Overview
A foreign resident who has/had his/her domicile or place of residence in the Republic of Korea for not more than five years in total starting from ten years prior to the end of the relevant taxable period is exempt from this new requirement. Korean domestic corporations face a similar filing obligation, due within six months of the end of the relevant business year. Non-adherence may result in penalties of up to ten percent of the overseas trust asset value.1
Additionally, the scope of Korea’s exit tax rules has been revised to include overseas stocks as taxable assets for individuals departing on or after January 1, 2027. Under the revision, an individual meeting the exit tax conditions (incl. a minimum domestic domicile period) may be subject to exit tax on certain capital gains items, now modified to also include overseas stocks.2 Finally, effective January 1, 2026, South Korea has broadened its tax residency criteria. Any individual who maintains a residence in the country for a cumulative 183 days across two consecutive tax years will be treated as resident going forward.3
Report on foreign trusts
Effective from January 1, 2026, individuals could be required to report overseas trusts by filing the Overseas Trust Statement to the National Tax Service by June 30 following the relevant year, while domestic corporations could file within six months from the end of the relevant business year.

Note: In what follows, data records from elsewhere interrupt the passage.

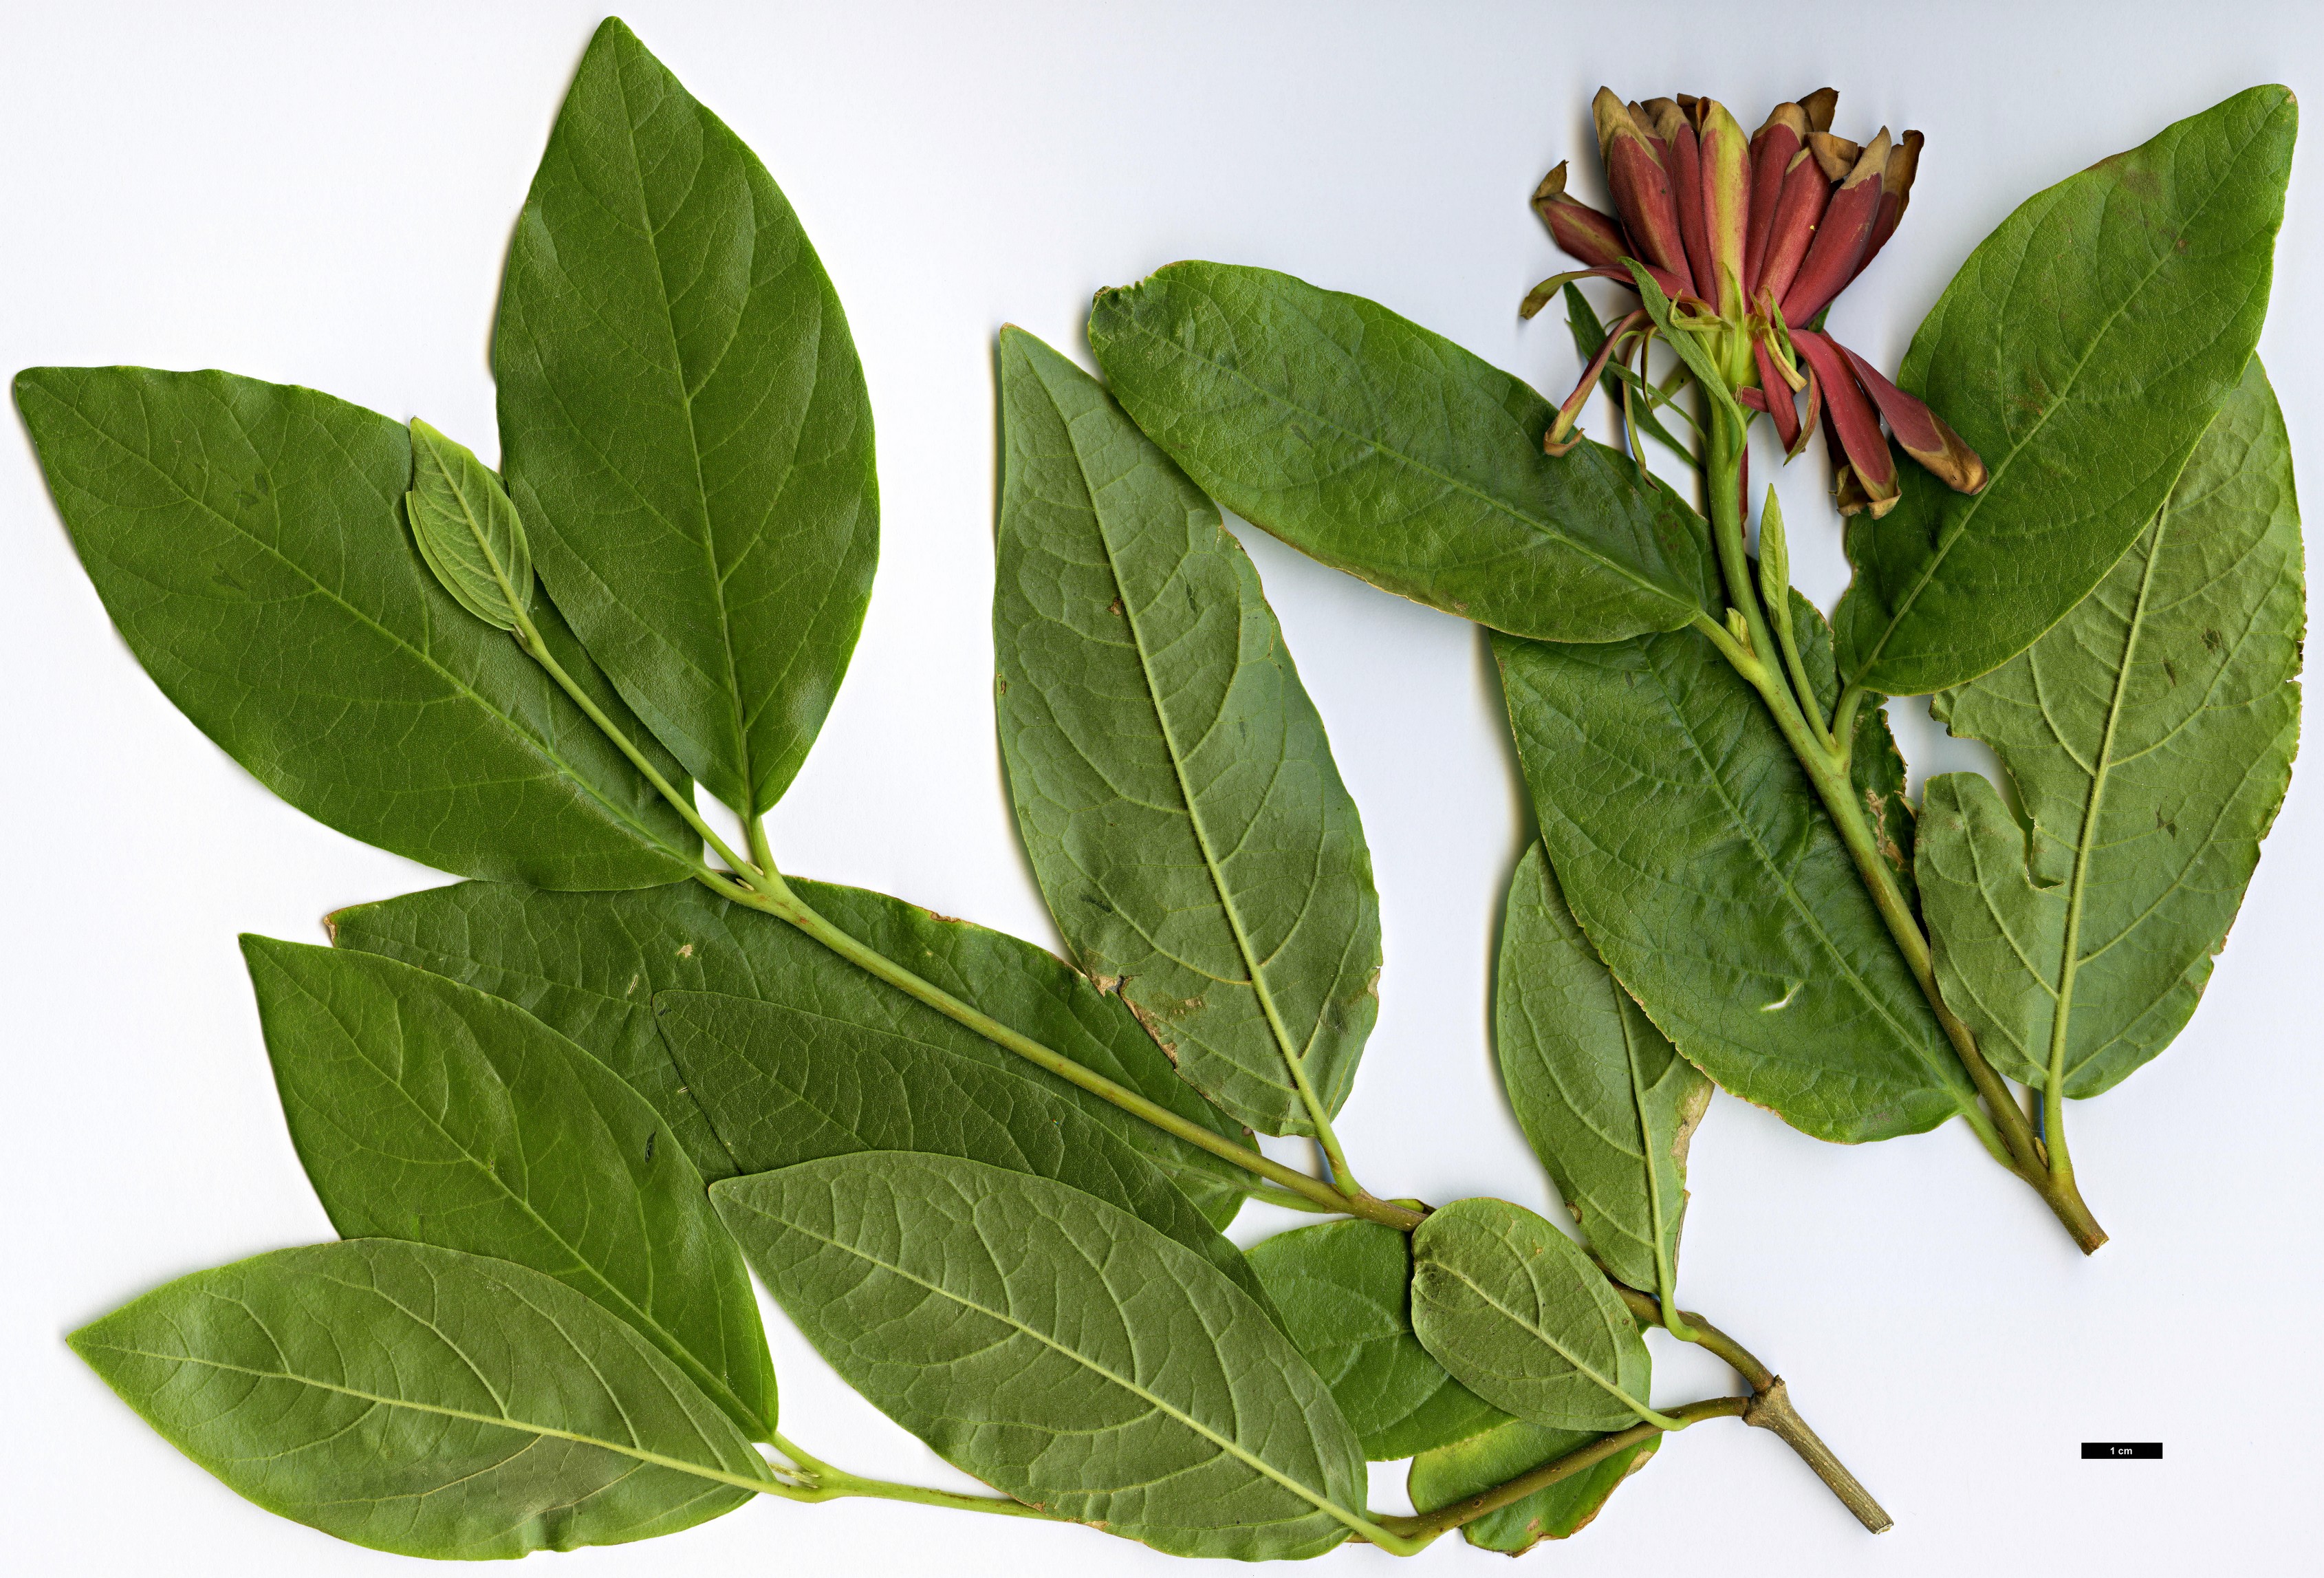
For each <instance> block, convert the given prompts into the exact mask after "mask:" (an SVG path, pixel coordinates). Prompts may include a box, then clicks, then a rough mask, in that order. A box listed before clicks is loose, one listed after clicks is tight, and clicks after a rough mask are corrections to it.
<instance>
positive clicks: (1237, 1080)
mask: <svg viewBox="0 0 2324 1578" xmlns="http://www.w3.org/2000/svg"><path fill="white" fill-rule="evenodd" d="M1002 402H1004V411H1006V435H1004V442H1006V449H1004V465H1002V525H999V574H997V586H995V597H992V634H995V660H997V665H999V669H1002V695H999V716H1002V758H1004V762H1006V765H1009V795H1011V804H1013V806H1016V813H1018V830H1020V832H1023V837H1025V851H1027V853H1030V855H1032V867H1034V876H1037V878H1039V881H1041V892H1043V897H1046V899H1048V909H1050V913H1053V916H1055V918H1057V930H1060V932H1064V937H1067V941H1069V944H1071V948H1074V955H1076V960H1078V962H1081V967H1083V971H1085V974H1090V976H1102V978H1111V981H1118V990H1120V995H1122V999H1125V1002H1129V1004H1132V1006H1134V1009H1136V1011H1139V1018H1141V1020H1143V1023H1146V1027H1148V1030H1150V1032H1153V1037H1155V1039H1157V1041H1160V1043H1162V1048H1164V1050H1167V1053H1171V1057H1174V1062H1176V1064H1178V1071H1181V1074H1183V1076H1185V1078H1188V1081H1190V1083H1192V1085H1195V1088H1197V1090H1202V1092H1204V1095H1208V1097H1211V1099H1213V1102H1218V1104H1220V1106H1225V1109H1227V1111H1229V1113H1234V1116H1236V1118H1241V1120H1243V1122H1248V1125H1253V1127H1257V1129H1264V1132H1269V1134H1313V1132H1315V1118H1318V1111H1311V1109H1320V1116H1322V1118H1329V1116H1332V1113H1336V1111H1339V1106H1341V1104H1343V1102H1346V1099H1348V1088H1350V1083H1353V1081H1355V1064H1357V1060H1360V1057H1362V1048H1364V1039H1367V1037H1369V1032H1371V1023H1373V1018H1376V1013H1378V999H1376V997H1373V995H1371V985H1373V978H1376V974H1378V967H1380V909H1378V897H1376V895H1373V888H1371V853H1369V848H1367V846H1364V830H1362V820H1360V818H1357V811H1355V802H1353V799H1350V797H1348V790H1346V786H1343V783H1341V779H1339V769H1336V767H1334V765H1332V746H1329V741H1327V739H1325V730H1322V718H1320V716H1318V713H1315V704H1313V702H1311V700H1308V695H1306V690H1304V688H1301V686H1299V674H1297V669H1294V667H1292V660H1290V653H1287V651H1285V648H1283V632H1281V627H1278V625H1276V618H1274V614H1271V611H1269V609H1267V600H1264V593H1262V590H1260V581H1257V572H1255V569H1253V567H1250V558H1248V555H1246V553H1243V548H1241V544H1236V541H1234V539H1232V537H1229V535H1227V530H1225V525H1220V518H1218V511H1215V509H1213V507H1211V504H1208V500H1204V497H1202V493H1197V490H1195V486H1192V483H1188V481H1185V476H1183V474H1178V469H1176V467H1174V465H1171V462H1169V460H1167V458H1164V456H1162V451H1160V449H1155V446H1153V444H1150V442H1148V439H1146V437H1143V435H1141V432H1139V430H1136V428H1134V425H1132V423H1129V418H1127V416H1122V414H1120V409H1118V407H1116V404H1113V402H1111V400H1109V397H1106V393H1104V390H1102V388H1099V386H1097V381H1095V379H1090V376H1088V374H1085V372H1081V370H1078V367H1074V365H1071V363H1067V360H1064V358H1062V356H1057V353H1055V351H1050V349H1048V346H1043V344H1041V342H1037V339H1034V337H1032V335H1025V332H1020V330H1016V332H1009V335H1004V339H1002Z"/></svg>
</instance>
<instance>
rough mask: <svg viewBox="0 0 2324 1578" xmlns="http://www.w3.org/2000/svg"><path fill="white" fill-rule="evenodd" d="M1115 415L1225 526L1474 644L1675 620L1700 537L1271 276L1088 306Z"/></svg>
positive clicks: (1356, 317) (1685, 527) (1321, 304)
mask: <svg viewBox="0 0 2324 1578" xmlns="http://www.w3.org/2000/svg"><path fill="white" fill-rule="evenodd" d="M1090 349H1092V351H1095V353H1097V363H1099V365H1102V367H1104V370H1106V379H1109V383H1111V388H1113V395H1116V400H1120V402H1122V407H1125V409H1127V411H1129V414H1132V418H1136V423H1139V425H1141V428H1143V430H1146V432H1148V435H1150V437H1153V439H1155V442H1157V444H1160V446H1162V449H1164V451H1169V456H1171V458H1174V460H1176V462H1178V465H1183V467H1185V472H1188V474H1190V476H1192V479H1195V481H1197V483H1202V488H1204V490H1206V493H1211V495H1213V497H1218V500H1220V502H1222V504H1225V507H1227V509H1232V511H1236V514H1239V516H1243V518H1246V521H1250V523H1255V525H1260V528H1262V530H1267V532H1274V535H1276V537H1281V539H1283V541H1287V544H1292V546H1294V548H1299V551H1301V553H1308V555H1311V558H1315V560H1320V562H1325V565H1332V567H1336V569H1346V572H1350V574H1357V576H1362V579H1364V581H1371V583H1373V586H1380V588H1385V590H1392V593H1399V595H1404V597H1413V600H1415V602H1425V604H1429V607H1434V609H1446V611H1450V614H1459V616H1462V618H1473V621H1478V623H1483V625H1492V627H1494V630H1511V632H1515V634H1532V637H1541V639H1557V641H1613V639H1622V637H1631V634H1641V632H1648V630H1678V627H1680V625H1685V623H1690V621H1692V618H1694V611H1697V609H1699V607H1701V597H1703V588H1706V586H1710V579H1713V569H1710V565H1708V558H1706V555H1703V541H1706V537H1703V532H1701V523H1699V521H1697V518H1694V516H1692V511H1687V509H1685V507H1683V504H1678V500H1676V497H1673V495H1671V493H1669V490H1666V488H1655V486H1650V483H1648V481H1645V479H1643V474H1641V472H1638V467H1636V465H1634V462H1629V460H1624V458H1620V456H1615V453H1613V451H1611V449H1604V446H1601V444H1583V446H1578V449H1573V451H1571V453H1569V456H1564V458H1550V456H1543V453H1541V439H1543V435H1545V432H1548V430H1550V423H1552V421H1555V416H1557V411H1555V409H1552V407H1550V404H1548V402H1545V400H1543V397H1541V395H1536V393H1534V390H1532V388H1527V386H1525V383H1520V381H1518V379H1513V376H1508V374H1504V372H1497V370H1494V367H1487V365H1485V363H1483V360H1478V358H1473V356H1469V353H1466V351H1462V349H1459V346H1455V344H1452V342H1450V339H1443V337H1441V335H1432V332H1429V330H1425V328H1420V325H1415V323H1411V321H1406V318H1399V316H1397V314H1392V311H1387V309H1385V307H1378V304H1376V302H1367V300H1362V297H1355V295H1341V293H1334V291H1318V288H1315V286H1308V284H1306V281H1299V279H1292V277H1290V274H1276V272H1271V270H1253V267H1229V265H1218V263H1174V265H1169V267H1164V270H1160V272H1157V274H1153V277H1148V279H1146V281H1143V284H1136V286H1127V288H1116V291H1099V295H1097V304H1095V307H1092V311H1090Z"/></svg>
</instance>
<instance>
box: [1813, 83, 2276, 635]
mask: <svg viewBox="0 0 2324 1578" xmlns="http://www.w3.org/2000/svg"><path fill="white" fill-rule="evenodd" d="M2268 119H2271V121H2273V119H2275V116H2273V114H2271V116H2268ZM2252 142H2257V135H2254V137H2247V139H2245V144H2243V146H2250V144H2252ZM2240 151H2243V149H2238V153H2240ZM2171 153H2173V174H2175V167H2178V146H2175V144H2173V149H2171ZM2226 163H2229V167H2233V163H2236V160H2226ZM2226 186H2229V184H2226V181H2224V179H2222V181H2217V184H2215V186H2212V188H2210V195H2205V198H2203V205H2201V207H2199V209H2196V211H2194V214H2189V216H2187V225H2182V228H2180V230H2175V232H2173V237H2171V242H2173V244H2171V246H2166V249H2157V258H2154V265H2152V267H2150V270H2147V272H2145V277H2143V279H2140V281H2138V284H2136V286H2133V288H2131V291H2126V293H2124V297H2122V302H2119V304H2117V307H2115V309H2113V311H2110V314H2106V323H2101V325H2099V328H2096V332H2092V337H2089V344H2087V349H2085V351H2082V356H2080V358H2078V360H2075V365H2073V372H2068V374H2066V383H2064V388H2059V393H2057V400H2052V402H2050V404H2047V407H2043V411H2040V416H2038V418H2033V428H2031V430H2027V435H2024V439H2020V442H2017V444H2013V446H2010V451H2008V453H2006V456H2003V458H2001V460H1999V462H1996V465H1994V467H1989V476H1987V483H1985V488H1980V490H1978V493H1973V495H1971V497H1968V507H1966V509H1964V511H1961V514H1959V516H1957V523H1954V528H1952V530H1950V532H1945V535H1943V537H1941V539H1938V544H1936V553H1931V555H1929V562H1927V565H1924V567H1922V572H1920V574H1917V576H1915V579H1913V586H1910V588H1908V590H1906V595H1903V600H1901V602H1899V604H1896V611H1894V614H1889V618H1887V625H1882V630H1880V639H1878V641H1873V646H1871V651H1868V653H1866V655H1864V662H1859V665H1857V674H1859V676H1862V674H1868V672H1871V669H1873V667H1875V665H1878V662H1880V653H1885V651H1887V644H1889V637H1894V634H1896V627H1899V625H1903V621H1906V616H1908V614H1910V611H1913V607H1915V604H1917V602H1920V595H1922V593H1924V590H1927V588H1929V581H1931V579H1934V576H1936V572H1938V567H1943V562H1945V558H1948V555H1950V553H1952V544H1957V541H1959V539H1961V537H1964V535H1966V532H1968V523H1971V521H1975V516H1978V511H1980V509H1982V507H1985V500H1989V497H1992V495H1994V488H1996V486H2001V479H2003V476H2006V474H2008V469H2010V465H2013V462H2015V460H2017V456H2022V453H2024V451H2027V449H2031V444H2033V439H2036V437H2040V430H2043V428H2047V425H2050V418H2052V416H2054V414H2057V411H2059V409H2061V407H2064V404H2068V400H2071V395H2073V386H2075V383H2078V381H2080V379H2082V370H2085V367H2089V358H2092V356H2096V353H2099V344H2101V342H2103V339H2106V337H2108V335H2113V330H2115V323H2117V321H2119V318H2122V314H2126V311H2129V309H2131V302H2136V300H2138V297H2140V295H2143V293H2145V288H2147V286H2150V284H2154V277H2157V274H2161V272H2164V265H2166V263H2171V260H2173V258H2175V256H2178V244H2180V242H2182V239H2185V237H2187V230H2192V228H2194V223H2196V221H2201V218H2203V214H2205V211H2210V205H2212V202H2217V198H2219V193H2222V191H2226ZM2196 442H2201V435H2196Z"/></svg>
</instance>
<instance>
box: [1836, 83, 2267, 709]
mask: <svg viewBox="0 0 2324 1578" xmlns="http://www.w3.org/2000/svg"><path fill="white" fill-rule="evenodd" d="M2296 130H2298V105H2296V102H2294V98H2291V93H2289V91H2287V88H2275V86H2268V88H2250V91H2245V93H2238V95H2236V98H2231V100H2226V102H2222V105H2217V107H2212V109H2205V112H2203V114H2199V116H2189V119H2187V121H2178V123H2175V125H2168V128H2164V130H2161V135H2157V137H2154V139H2152V142H2147V144H2143V146H2138V149H2131V151H2129V153H2117V156H2115V158H2106V160H2101V163H2096V165H2092V167H2089V170H2085V172H2080V174H2075V177H2068V179H2064V181H2059V184H2057V186H2052V188H2050V191H2045V193H2038V195H2033V198H2029V200H2027V202H2024V205H2022V207H2020V209H2017V211H2015V214H2010V216H2008V218H2006V221H2003V223H2001V228H1999V230H1994V235H1989V237H1987V239H1985V242H1982V244H1980V246H1978V251H1973V253H1971V256H1968V263H1964V265H1961V272H1959V274H1957V277H1954V279H1952V284H1950V286H1945V295H1941V297H1938V302H1936V307H1934V309H1931V311H1929V318H1927V321H1924V323H1922V325H1920V332H1917V335H1915V337H1913V349H1910V351H1908V353H1906V360H1903V370H1901V372H1899V376H1896V381H1899V383H1901V386H1903V388H1908V390H1913V393H1915V395H1920V397H1922V400H1927V402H1929V404H1931V407H1934V409H1936V411H1938V414H1941V416H1943V418H1945V421H1948V423H1952V428H1954V430H1959V435H1961V437H1964V439H1966V442H1968V446H1971V449H1975V451H1978V453H1980V456H1982V458H1985V465H1987V469H1989V474H1992V481H1989V483H1987V488H1985V490H1982V493H1975V495H1959V493H1952V490H1950V488H1945V486H1943V483H1941V481H1936V479H1934V476H1929V474H1927V472H1922V469H1920V467H1913V465H1906V467H1899V469H1901V479H1903V500H1901V502H1899V504H1896V509H1894V511H1889V516H1887V518H1885V521H1873V518H1871V516H1868V514H1862V516H1857V518H1855V521H1850V525H1848V558H1850V562H1852V565H1855V572H1857V574H1855V583H1852V586H1850V588H1848V595H1845V597H1843V600H1841V609H1838V614H1836V616H1834V623H1836V625H1838V632H1841V672H1843V674H1845V676H1848V679H1850V681H1852V683H1859V686H1864V688H1868V690H1880V693H1885V695H1922V693H1929V690H1943V688H1948V686H1959V683H1964V681H1971V679H1975V676H1978V674H1985V672H1989V669H1994V667H1999V665H2003V662H2008V660H2010V658H2015V655H2017V653H2022V651H2024V648H2027V646H2031V644H2033V639H2036V637H2040V634H2043V632H2045V630H2050V625H2054V623H2057V621H2059V618H2064V616H2066V611H2068V609H2073V607H2075V604H2078V602H2082V597H2085V595H2087V593H2089V588H2092V586H2096V583H2099V579H2101V576H2103V574H2106V572H2108V569H2110V567H2113V565H2115V560H2117V558H2122V553H2124V551H2126V548H2129V546H2131V541H2136V539H2138V535H2140V532H2143V530H2145V525H2147V521H2152V518H2154V511H2157V509H2159V507H2161V502H2164V497H2166V495H2168V493H2171V483H2173V479H2178V474H2180V467H2182V465H2185V462H2187V456H2189V451H2192V449H2194V444H2196V439H2199V437H2201V435H2203V428H2205V425H2208V423H2210V416H2212V411H2217V409H2219V402H2222V400H2226V395H2229V390H2233V388H2236V379H2238V376H2243V365H2245V363H2247V360H2250V356H2252V346H2254V344H2257V342H2259V323H2261V318H2264V316H2266V311H2268V279H2271V274H2273V258H2275V228H2278V225H2280V223H2282V214H2284V179H2287V174H2289V170H2291V139H2294V135H2296Z"/></svg>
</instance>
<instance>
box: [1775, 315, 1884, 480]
mask: <svg viewBox="0 0 2324 1578" xmlns="http://www.w3.org/2000/svg"><path fill="white" fill-rule="evenodd" d="M1792 349H1794V351H1799V353H1801V358H1806V363H1808V365H1810V367H1815V376H1817V381H1820V383H1822V386H1824V421H1827V423H1829V425H1831V435H1834V437H1836V439H1838V444H1841V451H1843V453H1845V456H1848V465H1852V467H1855V474H1857V481H1859V483H1862V486H1864V493H1866V495H1868V497H1871V500H1873V502H1875V504H1878V502H1882V500H1892V497H1896V456H1892V453H1889V446H1887V439H1885V437H1882V435H1880V414H1878V411H1875V409H1873V402H1871V397H1868V395H1866V393H1864V386H1859V383H1857V376H1855V372H1852V370H1850V365H1848V358H1843V356H1841V349H1838V346H1836V344H1834V342H1831V337H1829V335H1817V332H1813V330H1792Z"/></svg>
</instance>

- Reporting obligation applies when a tax resident in South Korea or domestic corporation has established an overseas trust or transferred assets into an overseas trust at any point during the relevant year. A foreign resident who has/had his/her domicile or place of residence in the Republic of Korea for not more than five years in total starting from ten years prior to the end of the relevant taxable period is exempt from this new requirement.

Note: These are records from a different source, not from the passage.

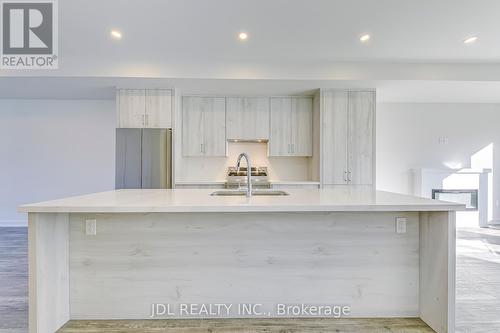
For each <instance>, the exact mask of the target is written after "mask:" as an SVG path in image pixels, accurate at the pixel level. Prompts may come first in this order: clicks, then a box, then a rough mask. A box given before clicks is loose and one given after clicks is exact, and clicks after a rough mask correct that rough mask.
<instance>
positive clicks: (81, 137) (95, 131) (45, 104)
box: [0, 100, 115, 226]
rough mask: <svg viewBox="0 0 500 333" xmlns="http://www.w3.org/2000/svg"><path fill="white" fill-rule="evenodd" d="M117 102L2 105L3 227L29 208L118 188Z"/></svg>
mask: <svg viewBox="0 0 500 333" xmlns="http://www.w3.org/2000/svg"><path fill="white" fill-rule="evenodd" d="M114 136H115V107H114V101H111V100H0V226H1V225H16V224H23V223H26V220H27V216H26V215H25V214H18V213H16V206H18V205H20V204H24V203H30V202H37V201H44V200H50V199H56V198H59V197H65V196H71V195H79V194H84V193H91V192H97V191H103V190H110V189H113V188H114V173H115V139H114Z"/></svg>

- Annual reporting is required if the settlor (individual tax resident or domestic corporation) substantially controls or manages the overseas trust assets. Examples of “substantial control” include holding the right to terminate the trust; the right to designate/change beneficiaries; or the right to receive the residual assets upon the trust's termination.
The Overseas Trust Statement requires disclosure of information such as trust details, information on parties involved (settlor, trustee, beneficiaries), and the value of trust assets. A failing to file or submitting false information may result in a penalty of up to ten percent of the trust asset value, capped at KRW 100 million.